The proposed changes are:
|Current regime||Bill proposals|
|Designation of a Data Protection Officer (DPO) – Article 37 UK GDPR||Appointment of senior individual responsible for data protection – Clause 14|
|Requirement to undertake Data Protection Impact Assessments (DPIAs) – Article 35 UK GDPR||Implementation of risk assessment tools – Clause 17|
|Maintenance of records of processing – Article 30 UK GDPR||More flexible record keeping – Clause 15|
|Lawfulness of processing – Article 6 UK GDPR||New ground for processing: recognised legitimate interest – Clause 5|
The proposals in detail
- Organisations would be required to appoint one individual from their senior management to be responsible for managing their data protection risks instead of a DPO. This will only be needed when the controller or processor is a public body (except courts or tribunals in their judicial capacity) or when the processing is likely to pose a high risk to individuals.
The details of this responsible individual will still have to be publicly available and sent to the ICO. Moreover, their responsibilities under Clause 14 mirror those of Articles 37 to 39 UK GDPR. The role may be performed by the current DPO, although the requirement for them to be part of the organisation restricts the ability to appoint someone external. However, delegation of tasks to another person is permitted so that outsourcing of functions ought to be possible and may be necessary in circumstances where there is a conflict of interests affecting the senior responsible individual. In practice, conflicts of interest might arise where the senior responsible individual has played an executive role in relation to decisions or practices relevant to compliance, meaning that they could not objectively and independently advise on those issues.
- Instead of DPIAs, organisations will have to implement a risk assessment programme to assess, identify, and mitigate risks. DPIAs will be amended to “Assessments of high risk processing” and the requirements of Article 35 UK GDPR omitted or amended accordingly.
The assessment will still need to discuss the necessity of processing as well as risks to individuals and mitigation. While the UK GDPR required a “systematic description” of the processing, the Bill only requires a “summary of the purposes of processing.” Thus, while requirements are virtually the same, the new, more general wording grants greater flexibility to meet them.
- More flexibility to produce records of processing of personal data. The information to be included under the Bill reflects the same requirements as Article 30 UK GDPR. However, the Bill provides guidance on what factors organisations will need to consider to determine if they are keeping “appropriate records.” These include the resources available to the controller or the processor. This suggests that the approach to compliance can be tailored depending on the size and capacity of the organisation.
- A new ground for data processing will be created.
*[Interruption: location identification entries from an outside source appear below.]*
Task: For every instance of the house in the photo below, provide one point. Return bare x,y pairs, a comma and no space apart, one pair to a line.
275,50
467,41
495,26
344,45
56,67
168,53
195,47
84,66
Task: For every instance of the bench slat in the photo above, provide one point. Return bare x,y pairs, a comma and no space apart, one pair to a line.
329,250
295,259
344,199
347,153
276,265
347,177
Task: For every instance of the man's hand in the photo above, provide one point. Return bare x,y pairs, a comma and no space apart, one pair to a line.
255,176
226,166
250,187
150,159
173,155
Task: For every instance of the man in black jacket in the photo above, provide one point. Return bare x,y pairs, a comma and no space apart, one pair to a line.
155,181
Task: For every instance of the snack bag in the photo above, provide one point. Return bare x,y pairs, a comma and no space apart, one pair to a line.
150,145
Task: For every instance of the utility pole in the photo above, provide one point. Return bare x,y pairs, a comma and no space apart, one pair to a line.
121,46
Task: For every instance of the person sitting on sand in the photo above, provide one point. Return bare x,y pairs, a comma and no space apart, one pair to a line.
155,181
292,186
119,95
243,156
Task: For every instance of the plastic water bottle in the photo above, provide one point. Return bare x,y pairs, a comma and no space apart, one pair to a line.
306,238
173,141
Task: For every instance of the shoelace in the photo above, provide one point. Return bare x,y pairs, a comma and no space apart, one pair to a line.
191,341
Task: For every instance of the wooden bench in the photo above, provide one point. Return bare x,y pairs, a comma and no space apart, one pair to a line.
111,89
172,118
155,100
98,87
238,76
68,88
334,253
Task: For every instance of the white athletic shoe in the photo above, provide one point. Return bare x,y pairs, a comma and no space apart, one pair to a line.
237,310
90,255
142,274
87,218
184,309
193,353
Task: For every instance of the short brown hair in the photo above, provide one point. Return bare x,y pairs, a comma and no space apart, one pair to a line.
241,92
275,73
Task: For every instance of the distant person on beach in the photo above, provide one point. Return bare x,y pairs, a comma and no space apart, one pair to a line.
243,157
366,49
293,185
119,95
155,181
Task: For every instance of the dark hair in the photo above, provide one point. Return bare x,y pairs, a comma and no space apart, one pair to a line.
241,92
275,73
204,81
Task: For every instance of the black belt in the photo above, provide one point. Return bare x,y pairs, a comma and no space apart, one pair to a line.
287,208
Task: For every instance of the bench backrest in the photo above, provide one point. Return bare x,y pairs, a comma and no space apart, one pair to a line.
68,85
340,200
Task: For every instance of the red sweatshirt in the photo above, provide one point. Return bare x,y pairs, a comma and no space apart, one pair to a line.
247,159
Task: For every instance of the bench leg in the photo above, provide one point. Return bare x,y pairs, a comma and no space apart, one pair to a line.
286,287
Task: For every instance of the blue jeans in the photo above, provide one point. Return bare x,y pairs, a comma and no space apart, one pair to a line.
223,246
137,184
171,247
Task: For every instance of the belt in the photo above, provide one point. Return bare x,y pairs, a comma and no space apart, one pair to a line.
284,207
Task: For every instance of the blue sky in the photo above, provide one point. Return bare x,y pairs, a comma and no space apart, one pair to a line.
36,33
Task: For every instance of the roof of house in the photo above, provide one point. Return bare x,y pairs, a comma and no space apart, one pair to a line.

Processing will be lawful where it is necessary for a recognised legitimate interest, as defined in the New Annex 1 to the UK GDPR. This new ground will only be available to controllers who are not public authorities or to public authorities that are not processing personal data in the performance of their tasks.
The list of recognised legitimate interests includes: safeguarding national security, public security, and defence; safeguarding of vulnerable individuals, including children; democratic engagement; and the prevention of crime and apprehension and prosecution of offenders. Thus, while useful, recognised legitimate interest is not likely to be a ground applicable for day-to-day data processing for many businesses.
The government has recognised that organisations that are currently compliant with UK GDPR will not have to take significant action to adapt to the new requirements unless they wish to benefit from the added flexibility.
While accountability remains at the centre, the Bill attempts to address the disproportionate burden that current GDPR requirements place on some organisations. The consultation ‘Data: a new direction’ showed that organisations predicted that this new approach could help them focus their resources more effectively. However, considering the similarities between both texts, there might not be as much room for change as expected.